Fusing a Geofex Spyder Power Supply

[davent]

Hello,

Gathering parts together to make a Geofex Spyder-type power supply.  http://www.geofex.com/article_folders/spyder/spyder.htm

For transformers i have five with dual 115v primaries and dual 12v/100ma secondaries. One will be set up with the primaries paralleled and the secondaries paralleled-> rectified->LM317 regulated to 9vdc. The other four will be set up for eight secondaries-> eight isolated 9vdc outputs.

I have no idea how to best fuse the setup, options i see.

One fuse for the whole shebang period (the IEC socket)... do i add one of the following?

1. One fuse for the single transformer and one for the group of four?
-or-
2. One fuse for the single and one for each of the other four transformer set up with the primaries paralleled?
-or-
3. One for the single and one for each of the primaries in the other four?
-or-
4. Fuse all the secondaries rather then the primaries?
-or-
Have i missed the boat entirely?

Then... how do you determine an appropriate value for the fuse(s)?

Thanks guys!
dave

[digi2t]

I built a Spyder 16 (two units in one housing) not too long ago. I have mine fused at the primary, specifically, the main 120vac line coming in. Following the calculation for fusing transformers that I found on the net, I was supposed to be using around a 1/4 amp fuse.
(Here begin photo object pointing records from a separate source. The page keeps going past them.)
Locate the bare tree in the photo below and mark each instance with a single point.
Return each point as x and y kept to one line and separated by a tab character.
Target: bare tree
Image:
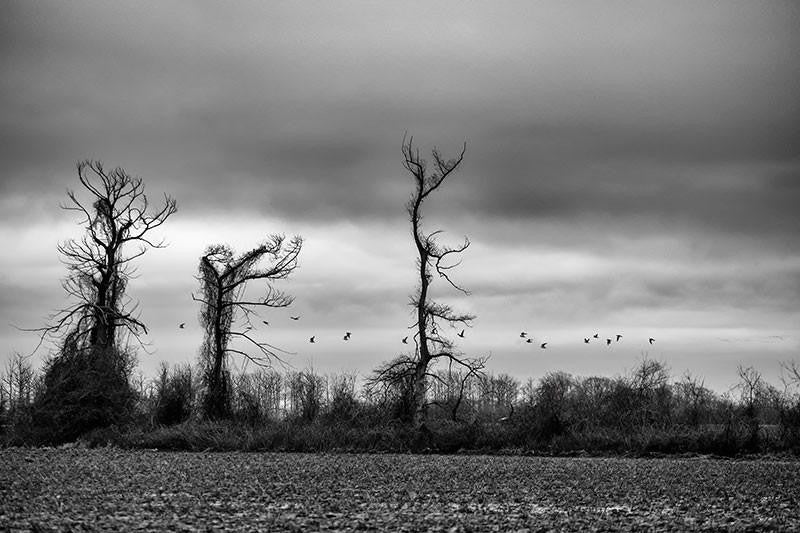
86	382
227	312
116	217
409	373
Problem was that when I would turn on the unit, the initial surge would blow it, so I`m running a 1/2 amp fuse now. Never had a problem since.

I didn`t want to use a slo-blo, because I would rather err on the side of caution, and have the protection work quickly, instead of cooking before blowing.
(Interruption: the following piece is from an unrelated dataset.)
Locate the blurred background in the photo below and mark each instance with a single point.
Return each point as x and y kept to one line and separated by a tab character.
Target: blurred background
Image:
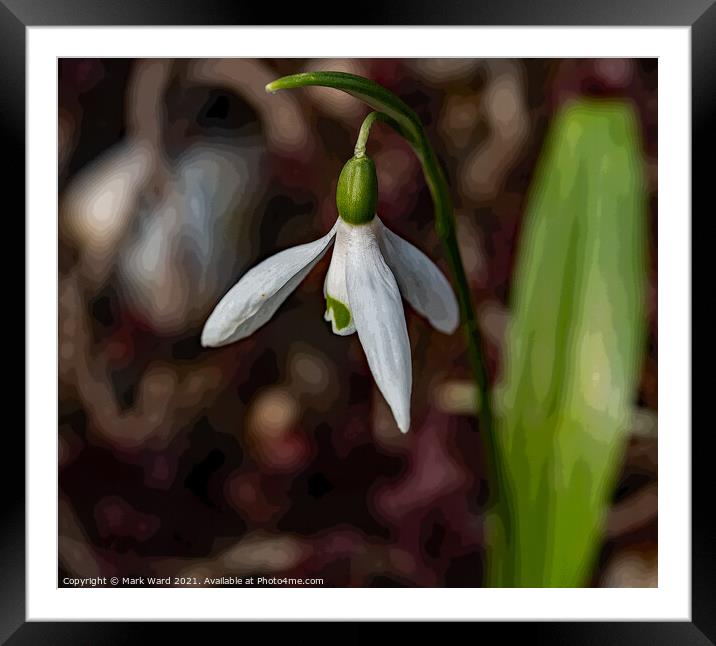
276	455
I wish I could remember the site where I found the calculation, but there are plenty out there. I think for an 8 output unit, a 1/4 amp fuse should resist the surge, and provide adequate protection. Do the math though, just to be sure.

Read this too; http://www.diystompboxes.com/smfforum/index.php?topic=58651.0

[psychedelicfish]

There's plenty of information on fuses here.
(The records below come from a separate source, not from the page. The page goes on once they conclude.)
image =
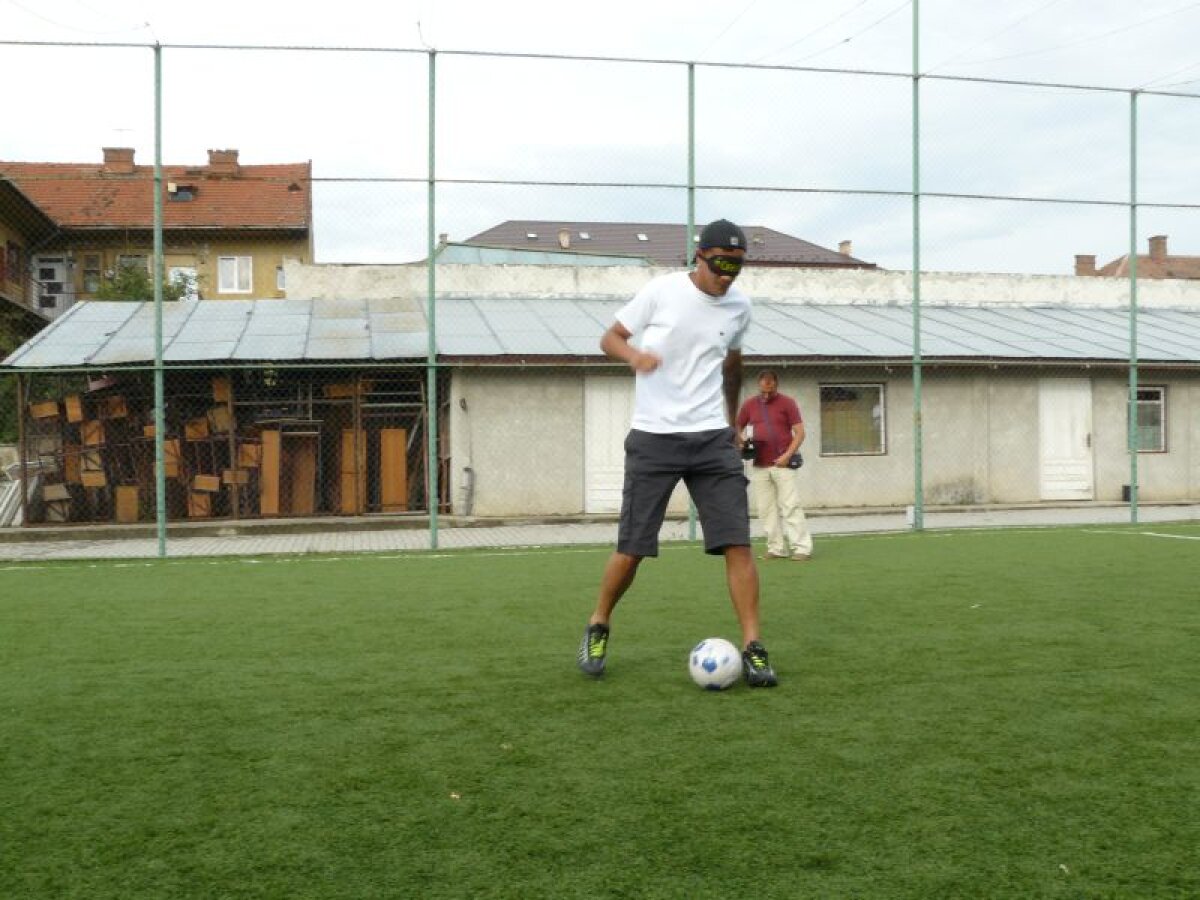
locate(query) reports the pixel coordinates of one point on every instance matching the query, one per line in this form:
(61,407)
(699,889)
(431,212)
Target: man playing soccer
(688,365)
I reckon it would be best to fuse each transformer's primary, because it'll make fixing things easier if anything goes wrong. If you have only one fuse and something fails, you'll have the same problem as with old christmas lights, where they ran lots of 12V bulbs in series across the mains.

You might even want to fuse the outputs too, so if you make a mistake wiring the power in your newest pedal build you won't wreck the regulators in your spyder.

I didn`t want to use a slo-blo, because I would rather err on the side of caution, and have the protection work quickly, instead of cooking before blowing.

It would probably be safer to use a slo-blo fuse that's rated for the right current. If you use a fuse that will blow at twice the calculated current, you'll be able to pull up to twice the calculated current continuosly, which would be far worse than pulling more than the calculated current for a second or so.

[R.G.]

Before we start this, the normal warning: by doing any AC mains power wiring, you are betting that you do it properly and don't endanger yourself, your property, or your life, or those of others. The internet is not a sufficient source of information to get this detailed knowledge.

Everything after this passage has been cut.